The expansion of the museum at Ultimo will establish it as the heart of the city’s new cultural precinct.
The museum project will shift focus to design and fashion, deliver an expanded exhibition and public space, and reorientate the entrance, connecting it to the Goods Line and adjacent precincts.
Powerhouse chief executive Lisa Havilah said the new creative industries precinct would also offer subsidised studio space and contribute to Sydney’s burgeoning night-time economy.
“The renewal of our institution will deliver two world-class museums—with a design and fashion focus at Powerhouse Ultimo and our flagship museum focused on science and technology museum, Powerhouse Parramatta,” she said.

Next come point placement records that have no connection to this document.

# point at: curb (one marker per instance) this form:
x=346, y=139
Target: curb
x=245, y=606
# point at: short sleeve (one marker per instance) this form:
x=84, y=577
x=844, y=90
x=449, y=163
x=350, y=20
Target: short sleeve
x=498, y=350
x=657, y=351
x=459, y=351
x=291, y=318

“This visionary investment will see the expansion of our exhibition spaces as well as renewal of our historic exhibition spaces. We will create a vibrant public square beside the Goods Line, and creative industries workspaces that will become home for Australian designers.”
Planning for a design competition, led by Create Infrastructure and the Powerhouse Museum, will now begin.
Treasurer Dominic Perrottet announced the $500m funding ahead of next week’s budget.
The Powerhouse Museum had controversially been slated for closure and relocation, and the site was due to be sold, but the decision was overturned last year.
The museum’s heritage halls and the award-winning 1988 Wran Building would be preserved within the precinct, with the addition of studio spaces, a workshop, and a new gallery.
NSW Arts Minister Don Harwin said it was an investment in the arts that would showcase the Powerhouse’s collection.
“The Powerhouse Museum’s collection has incredible breadth, telling the great stories of design from the industrial age to the great design achievements at the beginning of this century,” he said.
“The Powerhouse Museum has the most important design collection in Australia, ranging from some of the finest Australian-made jewels of the 20th Century, key works by Marc Newson, the Catherine Martin design archive alongside Australian designers Carla Zampatti, Romance Was Born, Akira, Jenny Kee, and Linda Jackson and International designers Chanel, Alexander McQueen, and Christian Dior.
“More than 30 per cent of the Powerhouse collection sits in decorative arts—what better place to display these incredible objects than at the historic Ultimo site.”